To construct a set of variables to be used in the predictive algorithm, we filtered the full set of 9,603 available variables (not including the AUDIT measures) to remove measures a) with fewer than 100,000 observations, b) which were ICD codes, c) which were unstructured, d) which were invariant, or e) which were repeated and measured at later longitudinal timepoints, such that only baseline measures were retained. Supplementary Figure S2 shows the sample sizes remaining after each filtering step. After these filtering steps, 631 curated, so-called top-level (i.e., baseline) variables remained. Further filtering for balance between the measured and unmeasured sets removed 277 more variables for which missingness patterns were highly skewed between prediction and training sets. Measures with a ratio of missingness in the predicted versus the training set of $t\le 0.7$ were filtered out, leaving 354 variables.

Clustering the post filtered variable set resulted in an initial 12 clusters (Supplementary Table S14). One cluster of 5 variables was dropped because there were no complete cases in the cluster. Using 5-fold cross-validation, the first application of the Group-LASSO resulted in an aggregated total of 99, 106, and 123 variables retained across all clusters for the AUDIT-Total, AUDIT-C, and AUDIT-P, respectively. In the second iteration, variables were grouped in 5, 6, and 4 clusters for AUDIT-Total, AUDIT-C, and AUDIT-P respectively and applying the Group-LASSO to each cluster resulted in an aggregate of 65, 80, and 54 variables retained across the clusters for AUDIT-Total, AUDIT-C, and AUDIT-P, respectively.

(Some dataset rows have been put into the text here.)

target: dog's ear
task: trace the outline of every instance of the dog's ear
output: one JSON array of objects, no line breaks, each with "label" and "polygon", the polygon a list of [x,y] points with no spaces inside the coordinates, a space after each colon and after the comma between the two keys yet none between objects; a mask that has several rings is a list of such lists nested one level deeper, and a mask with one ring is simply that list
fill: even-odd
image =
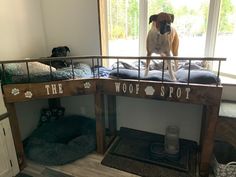
[{"label": "dog's ear", "polygon": [[67,46],[64,46],[64,48],[66,49],[66,51],[67,51],[67,52],[70,52],[70,49],[69,49],[69,47],[67,47]]},{"label": "dog's ear", "polygon": [[171,23],[173,23],[173,22],[174,22],[174,19],[175,19],[174,14],[169,14],[169,16],[170,16],[170,18],[171,18]]},{"label": "dog's ear", "polygon": [[153,21],[156,21],[157,20],[157,14],[155,14],[155,15],[151,15],[150,17],[149,17],[149,24],[150,23],[152,23]]}]

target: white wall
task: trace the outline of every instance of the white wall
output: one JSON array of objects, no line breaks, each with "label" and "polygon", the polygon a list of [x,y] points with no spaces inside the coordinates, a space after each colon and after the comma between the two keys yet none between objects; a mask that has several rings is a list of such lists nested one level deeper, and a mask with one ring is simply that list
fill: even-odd
[{"label": "white wall", "polygon": [[41,0],[48,54],[67,45],[70,55],[99,55],[97,0]]},{"label": "white wall", "polygon": [[236,101],[236,85],[223,85],[222,99]]},{"label": "white wall", "polygon": [[0,59],[46,53],[40,0],[0,0]]}]

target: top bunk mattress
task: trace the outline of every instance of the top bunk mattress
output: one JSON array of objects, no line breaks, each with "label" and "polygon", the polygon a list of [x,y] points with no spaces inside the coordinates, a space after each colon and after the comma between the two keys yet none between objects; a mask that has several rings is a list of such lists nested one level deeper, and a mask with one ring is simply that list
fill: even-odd
[{"label": "top bunk mattress", "polygon": [[40,83],[93,76],[91,67],[85,63],[55,69],[40,62],[29,62],[28,70],[26,63],[7,63],[2,65],[1,71],[2,84]]},{"label": "top bunk mattress", "polygon": [[[204,69],[200,62],[191,63],[181,62],[178,70],[175,72],[177,81],[173,81],[168,70],[162,72],[162,62],[153,62],[150,65],[150,71],[145,76],[145,62],[138,66],[137,62],[126,63],[116,62],[110,72],[111,78],[121,79],[140,79],[150,81],[181,82],[196,84],[220,84],[220,78],[213,72]],[[140,67],[140,71],[138,70]]]}]

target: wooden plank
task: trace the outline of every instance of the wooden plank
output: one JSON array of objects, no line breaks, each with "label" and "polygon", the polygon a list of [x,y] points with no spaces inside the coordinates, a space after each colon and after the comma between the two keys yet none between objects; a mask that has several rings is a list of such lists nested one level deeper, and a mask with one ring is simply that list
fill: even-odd
[{"label": "wooden plank", "polygon": [[107,107],[108,107],[108,124],[110,134],[116,135],[116,96],[107,95]]},{"label": "wooden plank", "polygon": [[206,107],[205,133],[201,145],[199,164],[199,173],[201,176],[209,175],[220,103],[218,105],[208,105]]},{"label": "wooden plank", "polygon": [[49,108],[58,108],[61,107],[61,99],[60,98],[49,98],[48,99]]},{"label": "wooden plank", "polygon": [[105,113],[104,113],[104,95],[97,88],[95,93],[95,116],[96,116],[96,136],[97,136],[97,152],[105,153]]},{"label": "wooden plank", "polygon": [[149,98],[191,104],[215,105],[221,100],[222,86],[101,79],[102,91],[109,95]]},{"label": "wooden plank", "polygon": [[64,80],[44,83],[9,84],[3,86],[8,103],[63,96],[86,95],[96,92],[96,79]]},{"label": "wooden plank", "polygon": [[11,125],[12,136],[16,148],[16,155],[20,170],[23,170],[26,166],[23,144],[21,142],[20,129],[16,115],[16,109],[14,103],[6,103],[6,108],[9,113],[9,121]]},{"label": "wooden plank", "polygon": [[219,117],[216,126],[217,140],[225,141],[236,148],[236,119]]},{"label": "wooden plank", "polygon": [[8,113],[4,113],[4,114],[1,114],[0,115],[0,121],[3,120],[3,119],[6,119],[9,117],[9,114]]}]

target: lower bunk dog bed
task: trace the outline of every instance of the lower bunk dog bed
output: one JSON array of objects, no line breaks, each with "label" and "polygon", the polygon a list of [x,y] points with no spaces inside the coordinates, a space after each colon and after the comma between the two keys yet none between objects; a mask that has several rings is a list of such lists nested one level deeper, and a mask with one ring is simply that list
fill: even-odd
[{"label": "lower bunk dog bed", "polygon": [[[116,59],[112,69],[101,66],[102,60],[108,59]],[[146,57],[61,57],[56,60],[66,60],[70,66],[60,69],[40,63],[42,60],[53,61],[55,58],[1,61],[2,90],[20,168],[25,167],[25,156],[15,103],[37,99],[49,99],[54,103],[60,103],[58,101],[60,97],[93,94],[96,148],[101,154],[111,143],[105,141],[106,111],[110,134],[113,137],[116,135],[116,96],[203,105],[199,173],[207,176],[222,94],[219,79],[220,65],[225,58],[151,57],[151,59],[155,62],[153,70],[149,71],[147,76],[143,70]],[[130,64],[123,62],[124,60],[135,60],[135,62]],[[165,60],[179,60],[181,63],[176,71],[177,81],[170,79],[165,68]],[[207,60],[219,63],[217,74],[201,68],[199,62]],[[104,95],[107,98],[107,110],[104,106]]]}]

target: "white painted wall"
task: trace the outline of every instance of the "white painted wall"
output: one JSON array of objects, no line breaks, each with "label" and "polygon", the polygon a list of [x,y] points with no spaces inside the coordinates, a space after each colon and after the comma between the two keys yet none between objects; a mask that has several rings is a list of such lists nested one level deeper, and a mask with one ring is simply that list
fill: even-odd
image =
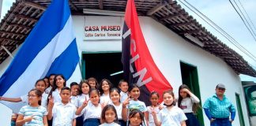
[{"label": "white painted wall", "polygon": [[2,126],[9,126],[13,111],[5,105],[0,103],[0,120]]},{"label": "white painted wall", "polygon": [[[96,20],[97,17],[92,18]],[[83,39],[85,17],[73,16],[73,19],[80,57],[83,51],[121,52],[121,39],[85,42]],[[176,95],[178,95],[178,87],[182,83],[179,63],[183,61],[197,66],[202,103],[215,93],[216,85],[222,83],[226,85],[227,97],[235,107],[235,93],[238,93],[240,94],[242,107],[246,108],[239,76],[224,61],[186,42],[183,38],[150,17],[140,17],[140,22],[152,58],[164,76],[171,83]],[[0,65],[0,73],[3,72],[3,69],[8,65],[8,60]],[[80,79],[81,71],[77,66],[69,81],[79,82]],[[69,81],[68,83],[70,83]],[[243,110],[245,124],[250,125],[247,111]],[[204,119],[205,125],[209,125],[205,115],[204,115]],[[233,125],[239,125],[238,114],[236,114]]]}]

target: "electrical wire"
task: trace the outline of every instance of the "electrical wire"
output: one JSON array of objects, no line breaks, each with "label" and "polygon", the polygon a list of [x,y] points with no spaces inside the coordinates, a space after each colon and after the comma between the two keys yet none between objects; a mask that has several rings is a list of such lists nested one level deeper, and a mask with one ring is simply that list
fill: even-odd
[{"label": "electrical wire", "polygon": [[[190,7],[189,7],[186,4],[183,2],[181,0],[179,0],[181,3],[183,3],[185,6],[186,6],[189,9],[190,9],[192,12],[194,12],[195,14],[197,14],[200,18],[201,18],[203,20],[205,20],[209,25],[210,25],[213,28],[214,28],[217,32],[219,32],[220,35],[222,35],[224,38],[226,38],[229,42],[231,42],[234,46],[235,46],[239,50],[240,50],[242,52],[243,52],[245,54],[247,54],[249,57],[250,57],[252,60],[256,61],[256,57],[254,56],[251,53],[250,53],[247,49],[245,49],[242,45],[240,45],[233,37],[232,37],[230,35],[228,35],[225,31],[224,31],[221,28],[220,28],[217,24],[216,24],[213,21],[212,21],[209,18],[208,18],[205,15],[204,15],[202,13],[201,13],[198,9],[196,9],[194,6],[193,6],[191,4],[190,4],[186,0],[183,0],[186,2],[190,6],[191,6],[194,9],[195,9],[197,12],[198,12],[201,15],[202,15],[205,18],[201,17],[200,14],[198,14],[197,12],[193,10]],[[211,23],[209,23],[209,21]],[[213,26],[214,25],[214,26]],[[216,27],[216,28],[215,28]],[[242,49],[241,49],[242,48]]]},{"label": "electrical wire", "polygon": [[249,19],[249,20],[250,20],[251,25],[253,26],[253,28],[254,28],[254,30],[256,30],[256,27],[255,27],[255,25],[254,25],[254,23],[251,21],[251,20],[250,20],[250,17],[249,17],[247,12],[246,11],[246,9],[243,8],[243,6],[242,3],[240,2],[240,0],[238,0],[238,1],[239,1],[239,2],[240,6],[242,6],[242,9],[243,9],[243,11],[245,12],[245,13],[247,14],[247,17],[248,17],[248,19]]},{"label": "electrical wire", "polygon": [[[235,0],[234,0],[234,2],[235,2],[235,4],[236,5],[236,6],[238,6]],[[243,18],[242,17],[241,14],[238,12],[238,10],[236,9],[236,8],[235,8],[235,6],[233,5],[233,3],[231,2],[231,0],[229,0],[229,2],[232,5],[232,6],[233,6],[233,8],[235,9],[235,12],[239,14],[239,16],[240,17],[241,20],[243,20],[244,25],[246,25],[246,27],[247,27],[247,28],[248,29],[248,31],[250,32],[250,35],[254,37],[254,40],[256,41],[256,37],[254,36],[254,35],[256,35],[255,33],[254,33],[253,31],[250,31],[250,29],[251,29],[250,25],[249,25],[249,27],[250,28],[250,28],[248,28],[247,24],[246,24],[246,22],[244,21],[244,20],[246,20],[247,23],[249,24],[248,21],[247,21],[247,19],[243,19]],[[242,15],[244,17],[244,15],[243,14],[242,11],[241,11],[241,9],[239,9],[239,6],[238,6],[238,9],[239,9],[239,11],[241,12]]]}]

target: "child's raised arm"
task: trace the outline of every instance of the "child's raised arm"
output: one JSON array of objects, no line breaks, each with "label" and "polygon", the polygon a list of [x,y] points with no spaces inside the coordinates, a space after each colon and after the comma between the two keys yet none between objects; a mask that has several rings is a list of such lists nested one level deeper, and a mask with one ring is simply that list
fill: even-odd
[{"label": "child's raised arm", "polygon": [[76,125],[77,125],[77,120],[73,119],[72,126],[76,126]]},{"label": "child's raised arm", "polygon": [[130,103],[129,101],[130,100],[130,96],[127,97],[127,98],[122,102],[122,120],[126,121],[127,120],[127,110],[126,108],[127,105]]},{"label": "child's raised arm", "polygon": [[0,101],[7,101],[7,102],[21,102],[21,98],[5,98],[0,96]]},{"label": "child's raised arm", "polygon": [[43,126],[48,126],[47,117],[47,116],[43,116]]},{"label": "child's raised arm", "polygon": [[156,112],[155,111],[155,109],[152,109],[152,115],[153,117],[156,126],[160,126],[161,123],[157,119]]},{"label": "child's raised arm", "polygon": [[87,104],[89,100],[85,99],[85,102],[83,102],[83,105],[78,107],[78,109],[76,111],[76,115],[80,115],[81,112],[87,106]]},{"label": "child's raised arm", "polygon": [[47,106],[47,109],[48,109],[48,114],[47,114],[47,119],[48,120],[51,120],[52,118],[52,108],[54,106],[54,100],[53,98],[51,96],[49,97],[49,103],[48,103],[48,106]]}]

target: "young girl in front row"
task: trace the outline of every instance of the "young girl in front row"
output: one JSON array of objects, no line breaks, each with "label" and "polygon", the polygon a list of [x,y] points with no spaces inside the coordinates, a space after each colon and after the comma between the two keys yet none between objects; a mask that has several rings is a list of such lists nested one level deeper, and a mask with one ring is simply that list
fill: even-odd
[{"label": "young girl in front row", "polygon": [[89,91],[90,102],[85,100],[83,105],[77,109],[76,115],[84,114],[83,126],[98,126],[100,124],[101,105],[100,94],[97,89],[92,88]]},{"label": "young girl in front row", "polygon": [[101,120],[103,124],[100,126],[120,126],[118,121],[118,115],[113,105],[107,105],[102,110]]},{"label": "young girl in front row", "polygon": [[156,113],[156,116],[158,117],[159,115],[159,111],[160,111],[160,105],[158,103],[159,102],[159,94],[156,91],[152,91],[150,94],[150,102],[151,102],[151,106],[148,106],[148,116],[145,117],[146,119],[149,120],[149,126],[155,126],[155,122],[154,119],[152,114],[152,112],[154,111]]},{"label": "young girl in front row", "polygon": [[166,107],[159,112],[159,120],[156,113],[152,111],[155,124],[156,126],[186,126],[186,117],[181,109],[175,106],[175,97],[172,91],[164,91],[163,98],[164,105]]},{"label": "young girl in front row", "polygon": [[122,118],[122,104],[120,102],[120,94],[119,90],[117,88],[112,88],[110,92],[110,98],[111,99],[111,105],[115,106],[118,117],[119,124],[121,126],[126,126],[126,124]]},{"label": "young girl in front row", "polygon": [[[38,80],[36,82],[35,87],[36,89],[42,92],[41,106],[47,108],[47,102],[48,95],[44,92],[45,85],[46,85],[45,81],[43,79],[41,79],[41,80]],[[5,98],[0,96],[0,101],[1,100],[12,102],[22,102],[24,103],[28,103],[27,94],[22,95],[20,98]]]},{"label": "young girl in front row", "polygon": [[[81,107],[85,101],[89,99],[88,91],[90,90],[90,85],[86,80],[81,80],[79,84],[79,94],[77,96],[77,103],[76,107]],[[80,116],[77,117],[77,125],[83,125],[84,117]]]},{"label": "young girl in front row", "polygon": [[[194,111],[198,109],[199,102],[199,98],[191,93],[186,85],[183,84],[179,87],[178,107],[185,113],[187,118],[186,126],[199,126],[199,122],[194,115]],[[192,108],[195,108],[195,109],[192,109]]]},{"label": "young girl in front row", "polygon": [[42,92],[32,89],[28,92],[28,105],[23,106],[17,118],[16,125],[44,125],[47,126],[47,110],[40,106]]},{"label": "young girl in front row", "polygon": [[[127,98],[122,102],[122,117],[123,120],[127,120],[128,110],[130,112],[132,109],[139,109],[145,117],[147,117],[147,107],[145,103],[137,98],[140,97],[140,89],[136,84],[133,84],[128,90],[130,98]],[[148,122],[146,119],[146,122]]]},{"label": "young girl in front row", "polygon": [[129,114],[129,126],[145,125],[143,113],[138,109],[133,109]]},{"label": "young girl in front row", "polygon": [[110,89],[111,89],[111,86],[112,83],[107,79],[103,79],[100,83],[99,91],[100,93],[100,103],[104,103],[104,105],[109,104],[111,101],[109,92]]}]

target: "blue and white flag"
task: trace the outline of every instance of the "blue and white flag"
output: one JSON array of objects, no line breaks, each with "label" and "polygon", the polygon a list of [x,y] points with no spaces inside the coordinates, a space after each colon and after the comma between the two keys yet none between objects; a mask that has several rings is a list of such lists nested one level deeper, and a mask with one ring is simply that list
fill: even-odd
[{"label": "blue and white flag", "polygon": [[[53,0],[0,78],[0,96],[19,98],[51,73],[68,80],[79,61],[68,0]],[[17,112],[21,103],[1,102]]]}]

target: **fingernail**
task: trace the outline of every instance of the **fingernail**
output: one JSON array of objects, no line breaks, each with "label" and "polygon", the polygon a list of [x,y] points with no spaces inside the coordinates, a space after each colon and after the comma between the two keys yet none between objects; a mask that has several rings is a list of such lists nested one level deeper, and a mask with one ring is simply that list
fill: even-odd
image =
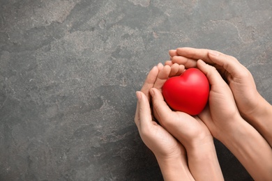
[{"label": "fingernail", "polygon": [[210,50],[209,51],[209,54],[210,55],[212,55],[212,56],[219,56],[219,53],[216,51],[213,51],[213,50]]},{"label": "fingernail", "polygon": [[155,95],[154,90],[153,90],[152,88],[150,89],[149,92],[152,97]]},{"label": "fingernail", "polygon": [[141,100],[142,98],[142,95],[139,91],[136,91],[136,97],[138,100]]},{"label": "fingernail", "polygon": [[206,65],[206,63],[204,61],[201,60],[201,59],[198,60],[198,61],[199,62],[200,64],[202,64],[203,65]]}]

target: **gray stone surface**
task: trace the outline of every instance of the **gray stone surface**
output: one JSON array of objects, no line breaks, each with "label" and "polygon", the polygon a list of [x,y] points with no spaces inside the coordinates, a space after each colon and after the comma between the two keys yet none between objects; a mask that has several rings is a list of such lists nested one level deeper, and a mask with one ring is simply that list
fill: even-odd
[{"label": "gray stone surface", "polygon": [[[162,180],[135,92],[178,47],[236,56],[272,103],[272,1],[0,0],[0,180]],[[250,180],[216,141],[226,180]]]}]

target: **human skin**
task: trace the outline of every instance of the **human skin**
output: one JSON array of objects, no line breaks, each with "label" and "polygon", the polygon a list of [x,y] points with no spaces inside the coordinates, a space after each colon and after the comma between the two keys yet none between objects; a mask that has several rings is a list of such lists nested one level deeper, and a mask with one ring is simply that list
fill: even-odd
[{"label": "human skin", "polygon": [[[173,121],[170,121],[170,123],[168,120],[166,120],[165,118],[158,118],[156,116],[156,115],[163,116],[165,117],[168,117],[167,115],[169,113],[169,108],[166,104],[165,102],[163,100],[163,97],[161,95],[161,88],[167,80],[167,79],[169,77],[175,76],[175,75],[179,75],[182,73],[182,72],[184,70],[183,66],[180,66],[177,64],[174,64],[171,67],[169,66],[165,66],[161,68],[161,70],[159,71],[156,80],[154,82],[154,80],[149,81],[148,81],[150,79],[151,74],[152,74],[152,72],[154,72],[153,70],[151,71],[149,74],[148,75],[146,78],[146,83],[144,84],[143,88],[142,90],[144,90],[144,92],[146,92],[146,90],[149,89],[147,88],[146,85],[149,85],[149,88],[152,88],[152,84],[150,84],[151,82],[154,82],[153,84],[153,88],[151,90],[151,93],[152,93],[153,96],[153,102],[152,102],[152,106],[153,107],[153,113],[155,115],[155,117],[158,118],[158,121],[160,122],[160,125],[161,127],[158,125],[156,122],[152,122],[153,125],[156,125],[158,127],[160,127],[160,130],[163,128],[166,128],[169,132],[171,133],[172,135],[174,136],[179,141],[181,141],[182,144],[185,144],[186,149],[188,154],[188,164],[190,171],[192,173],[192,175],[193,178],[197,180],[222,180],[223,177],[222,174],[218,164],[218,161],[216,156],[216,152],[215,150],[213,137],[209,132],[209,129],[206,127],[206,125],[200,120],[199,118],[193,118],[186,113],[181,113],[181,112],[172,112],[170,111],[170,114],[172,114],[172,116],[170,116]],[[150,89],[150,88],[149,88]],[[142,90],[143,91],[143,90]],[[149,104],[146,104],[145,108],[141,109],[139,107],[139,105],[141,105],[141,101],[143,100],[142,93],[140,93],[139,92],[137,93],[137,97],[138,97],[138,108],[137,111],[136,111],[136,115],[141,114],[143,111],[146,111],[146,110],[149,110],[148,107],[149,107]],[[145,97],[149,97],[149,96],[146,96]],[[160,104],[161,103],[161,104]],[[163,107],[158,107],[157,105],[163,105]],[[150,109],[150,108],[149,108]],[[142,110],[142,111],[141,111]],[[144,111],[145,110],[145,111]],[[166,111],[167,110],[167,111]],[[137,113],[138,111],[138,113]],[[161,149],[158,149],[158,148],[160,148],[160,146],[155,146],[152,145],[153,144],[157,144],[156,138],[153,139],[152,141],[149,141],[148,138],[150,138],[152,134],[152,129],[146,130],[145,132],[143,131],[144,129],[146,129],[146,127],[148,127],[147,125],[144,124],[140,124],[139,122],[142,122],[142,120],[146,119],[146,117],[149,117],[149,120],[150,120],[150,118],[152,118],[152,116],[150,116],[151,111],[149,111],[149,112],[146,113],[149,114],[149,116],[143,116],[142,118],[139,118],[135,116],[135,123],[137,125],[139,132],[140,133],[141,137],[144,142],[146,143],[146,145],[154,152],[158,162],[159,163],[160,167],[162,170],[163,175],[164,176],[165,180],[166,180],[166,174],[169,174],[167,179],[170,179],[170,178],[174,178],[174,173],[175,173],[174,170],[172,170],[171,168],[171,164],[168,164],[166,165],[168,165],[169,166],[165,166],[165,164],[163,163],[165,162],[162,162],[161,160],[161,156],[159,156],[160,153],[158,152],[158,150],[160,150]],[[145,123],[149,123],[151,121],[145,121]],[[184,125],[188,125],[186,129]],[[154,127],[154,126],[153,126]],[[175,129],[175,128],[183,128],[183,129]],[[162,128],[162,129],[161,129]],[[174,128],[174,129],[173,129]],[[165,133],[166,129],[165,129],[163,132],[158,132],[156,131],[158,135],[162,135],[158,141],[163,140],[164,138],[169,137],[166,136],[167,134]],[[145,134],[144,134],[145,132]],[[160,134],[158,134],[158,132],[160,132]],[[164,136],[163,136],[164,135]],[[146,140],[147,139],[147,140]],[[169,139],[170,140],[170,139]],[[160,141],[161,143],[169,143],[172,141]],[[167,148],[170,148],[168,145],[164,145],[161,146],[162,150]],[[176,148],[176,149],[172,149],[177,150],[176,146],[174,147]],[[184,149],[184,148],[183,148]],[[185,150],[183,150],[185,151]],[[167,152],[166,150],[164,151],[164,152]],[[168,155],[169,153],[167,154]],[[165,155],[165,154],[163,154]],[[163,156],[163,157],[165,157],[165,156]],[[176,156],[174,157],[176,157]],[[183,158],[184,159],[184,158]],[[163,160],[165,160],[163,159]],[[179,160],[179,159],[172,159],[172,164],[174,162],[176,162],[176,160]],[[168,162],[169,163],[169,162]],[[181,165],[181,164],[179,164]],[[188,170],[187,162],[186,164],[183,164],[183,170],[184,168],[186,170]],[[184,167],[185,166],[187,166],[187,168]],[[170,171],[172,171],[172,173],[171,173]],[[178,171],[177,173],[179,173],[180,171]],[[183,173],[183,177],[184,175],[190,175],[190,172],[188,173],[186,175],[186,171]],[[173,175],[172,177],[171,175]],[[179,177],[181,178],[181,177]],[[191,179],[187,177],[188,179]],[[177,180],[177,177],[175,178],[175,179],[173,179],[173,180]]]},{"label": "human skin", "polygon": [[[178,66],[184,69],[183,66]],[[181,143],[153,120],[150,108],[150,88],[160,84],[157,79],[162,64],[155,66],[137,91],[135,122],[146,145],[154,153],[165,180],[194,180],[187,164],[186,152]]]},{"label": "human skin", "polygon": [[205,124],[197,116],[172,111],[163,99],[162,86],[170,72],[174,72],[173,69],[173,65],[171,68],[165,65],[158,76],[160,85],[156,84],[150,90],[153,115],[160,125],[184,145],[190,171],[196,180],[223,180],[213,139]]},{"label": "human skin", "polygon": [[[170,51],[169,54],[172,61],[167,65],[177,63],[186,68],[197,66],[206,74],[211,89],[206,108],[209,111],[204,110],[199,116],[213,136],[232,152],[255,180],[270,180],[272,150],[269,143],[271,144],[272,116],[269,113],[272,111],[271,105],[257,93],[251,74],[235,58],[218,52],[180,48]],[[197,61],[199,58],[216,67],[229,85],[214,67]]]},{"label": "human skin", "polygon": [[238,60],[219,52],[193,48],[178,48],[169,52],[172,61],[186,68],[197,66],[202,59],[216,67],[233,93],[242,117],[253,126],[272,147],[272,106],[258,93],[253,77]]}]

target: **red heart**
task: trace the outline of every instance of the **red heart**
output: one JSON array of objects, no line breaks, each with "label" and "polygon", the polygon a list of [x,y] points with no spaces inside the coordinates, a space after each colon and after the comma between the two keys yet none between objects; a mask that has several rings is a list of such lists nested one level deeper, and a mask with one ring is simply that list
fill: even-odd
[{"label": "red heart", "polygon": [[165,81],[163,95],[172,109],[197,115],[207,103],[209,90],[205,74],[199,69],[189,68],[180,76]]}]

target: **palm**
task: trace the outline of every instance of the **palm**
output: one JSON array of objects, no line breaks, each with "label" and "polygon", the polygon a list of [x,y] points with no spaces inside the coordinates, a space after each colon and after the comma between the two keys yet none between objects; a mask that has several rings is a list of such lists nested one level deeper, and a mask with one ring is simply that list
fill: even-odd
[{"label": "palm", "polygon": [[153,128],[149,129],[149,136],[141,135],[143,141],[156,155],[165,157],[167,155],[185,154],[184,148],[160,125],[153,122]]}]

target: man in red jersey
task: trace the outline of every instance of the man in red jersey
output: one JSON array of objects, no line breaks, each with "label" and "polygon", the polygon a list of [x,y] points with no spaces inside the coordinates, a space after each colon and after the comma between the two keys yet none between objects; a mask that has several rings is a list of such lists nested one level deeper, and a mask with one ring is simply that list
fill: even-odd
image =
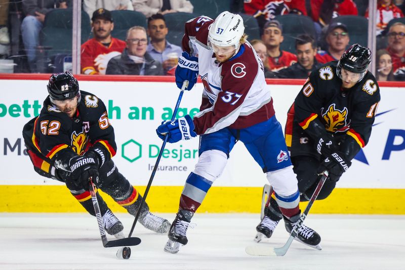
[{"label": "man in red jersey", "polygon": [[82,45],[82,73],[105,74],[108,61],[121,54],[125,42],[111,36],[114,23],[109,11],[98,9],[93,13],[92,21],[94,37]]},{"label": "man in red jersey", "polygon": [[267,48],[269,66],[271,71],[288,68],[297,62],[297,56],[280,50],[284,40],[281,25],[275,20],[269,21],[264,25],[262,40]]}]

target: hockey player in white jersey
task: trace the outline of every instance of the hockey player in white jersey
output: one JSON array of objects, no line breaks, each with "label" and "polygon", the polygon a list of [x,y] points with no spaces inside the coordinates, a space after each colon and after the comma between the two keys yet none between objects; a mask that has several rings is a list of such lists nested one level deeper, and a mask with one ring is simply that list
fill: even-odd
[{"label": "hockey player in white jersey", "polygon": [[[200,16],[186,23],[176,82],[191,89],[201,76],[205,89],[200,112],[162,123],[156,129],[176,143],[200,136],[199,158],[186,181],[179,211],[169,233],[166,251],[186,245],[191,218],[214,182],[222,173],[229,153],[243,143],[273,187],[289,232],[299,220],[300,194],[280,123],[264,78],[263,64],[247,41],[242,18],[228,12],[215,21]],[[269,220],[271,222],[271,220]],[[270,224],[269,226],[271,226]],[[317,245],[320,237],[303,225],[299,240]],[[270,237],[270,235],[265,236]]]}]

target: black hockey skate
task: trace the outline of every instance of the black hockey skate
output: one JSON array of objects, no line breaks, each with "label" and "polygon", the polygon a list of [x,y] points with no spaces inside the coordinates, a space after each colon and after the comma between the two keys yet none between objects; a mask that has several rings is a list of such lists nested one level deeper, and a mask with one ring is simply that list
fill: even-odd
[{"label": "black hockey skate", "polygon": [[[290,219],[284,216],[284,223],[286,225],[286,230],[289,233],[291,233],[293,229],[300,219],[300,214],[291,217]],[[307,246],[320,250],[322,249],[319,243],[320,243],[320,236],[318,233],[302,224],[301,228],[298,229],[297,236],[294,238],[296,240],[305,244]]]},{"label": "black hockey skate", "polygon": [[104,214],[102,219],[103,224],[107,234],[113,235],[118,239],[125,238],[123,233],[124,230],[123,223],[109,209]]},{"label": "black hockey skate", "polygon": [[180,246],[186,245],[188,242],[186,233],[194,213],[180,210],[177,213],[169,231],[169,240],[165,246],[165,251],[171,253],[179,252]]},{"label": "black hockey skate", "polygon": [[259,225],[256,227],[257,234],[255,237],[255,241],[259,243],[264,238],[270,238],[279,221],[273,220],[268,216],[265,215]]},{"label": "black hockey skate", "polygon": [[158,234],[167,234],[170,228],[170,223],[163,217],[155,216],[150,211],[143,215],[139,222],[143,226]]}]

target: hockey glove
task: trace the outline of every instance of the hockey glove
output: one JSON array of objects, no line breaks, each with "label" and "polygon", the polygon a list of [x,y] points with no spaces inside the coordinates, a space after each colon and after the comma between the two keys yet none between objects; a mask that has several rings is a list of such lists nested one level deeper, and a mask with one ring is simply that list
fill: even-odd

Having reduced the phenotypic space by nearly a quarter for each score, the iterative Group-LASSO process halted. We then ordered the variables in each set according to missingness and applied the Group-LASSO procedure to the set of variables constructed in a forward stepwise manner, beginning with the variable with least missingness. Supplementary Table S15 shows the number of subjects with complete data, with the addition of each variable, including the breakdown of complete cases in the measured and unmeasured sets, as well as the correlation from a predictive model constructed using each successive set of variables. The phenotypic correlations and the ratio of proportion of complete cases from the measured and unmeasured sets are shown for each outcome in Supplementary Figure S3. The stepwise procedure showed final models with 30, 18, and 20 input variables resulted in the best prediction for AUDIT Total, Consumption, and Problems, respectively. The final models resulted in 27, 18, and 14 non-zero coefficient estimates and test-set phenotypic correlations of 0.64, 0.71, and 0.48 for Total, Consumption, and Problems respectively.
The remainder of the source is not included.